Some lawmakers are calling for House Speaker Glen Casada to step down and are pushing for a TBI investigation after texts between him and some of his staffers emerged.
Speaker Casada said he wasn't leaving his leadership post – calling lewd text conversations that surfaced "locker room talk."
Casada's Chief of Staff Cade Cothren resigned Monday in the wake of the alleged racist and lewd texts regarding women, and admitted cocaine use in his legislative office.
"I'm sorry that I did it, and I'm embarrassed I did it, but it's not going to happen again," Speaker Casada said to WTN-FM in Nashville.
He says the 2016 conversation in question was among himself, his former Chief of Staff Cade Cothren, and a third person who Casada described as a disgruntled former employee who vowed revenge.
"I participated in locker room talk with two adult men that was not intended to go to anyone else, and I was wrong," he said.
The Tennessean in Nashville reported the texts on Monday. They include references to pole dancing, and Cothren recounting having sex with a woman in the bathroom of a Nashville restaurant.
Cothren resigned Monday amid other texts revealed in the paper that included sexual advances toward interns and lobbyists.
Cothren was previously implicated in a report last week by Nashville television station WTVF alleging he’d provided falsified evidence to get an activist arrested, and had sent racist texts.
"Sexism and racism are kinfolk. They're sister and brother. They came from the same parents. Ignorance and arrogance," said Representative G.A. Hardaway.
Hardaway chairs the legislature's Black Caucus.
Tuesday the group of lawmakers called for the TBI to step in and investigate the potential falsified evidence.
Nashville representative Vincent Dixie said in the wake of all the revelations, Glen Casada should be stripped of his speakership.
"We need changes at the top. This has been an outrage," he said.
WMC Action News 5 political analyst Michael Nelson says Casada's spot is likely in jeopardy.
“I don’t know how you stay in a position of leadership without having to do a whole lot more explaining about that,” Nelson said.
Lt. Governor Randy McNally (R-Oak Ridge) made the statement below following news reports regarding the Office of the House Speaker:
“Senate leadership and I are greatly disappointed by the inappropriate actions and attitudes revealed in recent news reports. Every person who interacts with the state legislature should be treated with the utmost respect. It is deeply troubling that some have fallen short of this standard. Tennesseans expect and deserve better from those who serve the public trust. Senate leadership is united in our commitment that members and staff continue to uphold the standard Tennesseans demand of their public officials.”

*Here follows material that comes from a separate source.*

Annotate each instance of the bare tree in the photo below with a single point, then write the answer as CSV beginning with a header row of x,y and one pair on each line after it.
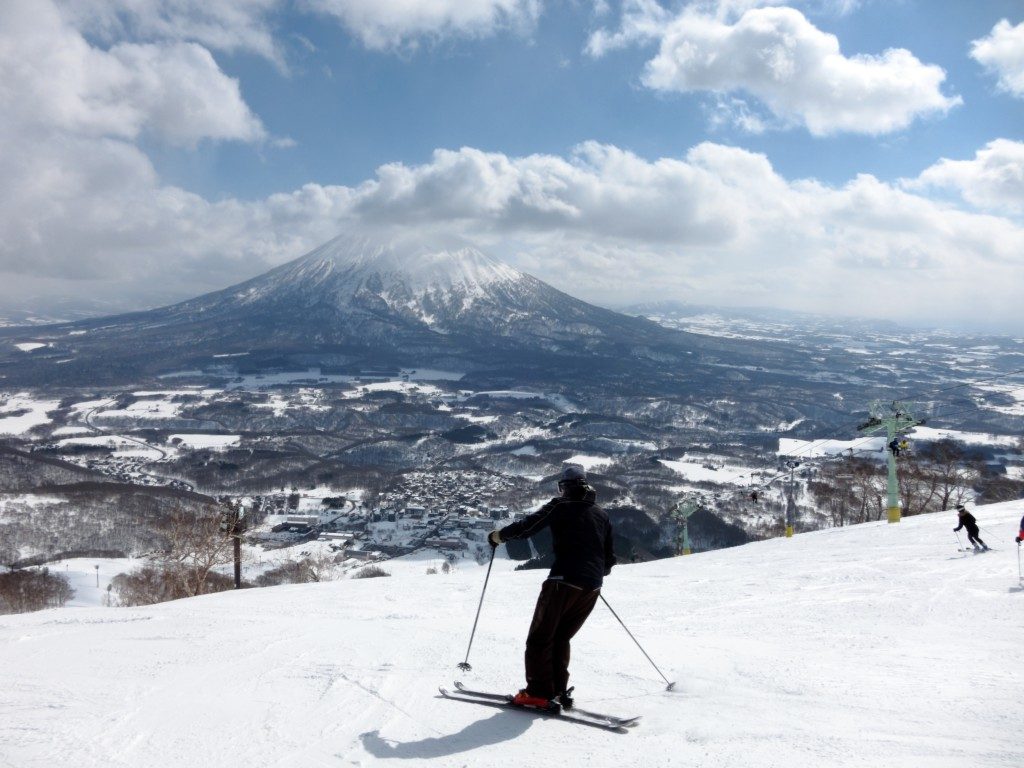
x,y
196,545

Womens’ advocates say the lack of other leaders calling for Casada to step down is yet another troubling example of legislative impropriety and mistreatment of women among state lawmakers.
“It makes me just despair because it is 2019,” Executive Director of the Memphis Area Women’s Council Deborah Clubb said.
She says she was stunned to learn of the latest scandal in Nashville.
“What’s been revealed is what’s always been there,” she said. “I think it’s been the way of business in the capital for a very long time."
The TBI says they are in contact with the state’s District Attorneys General Conference to determine appropriate actions.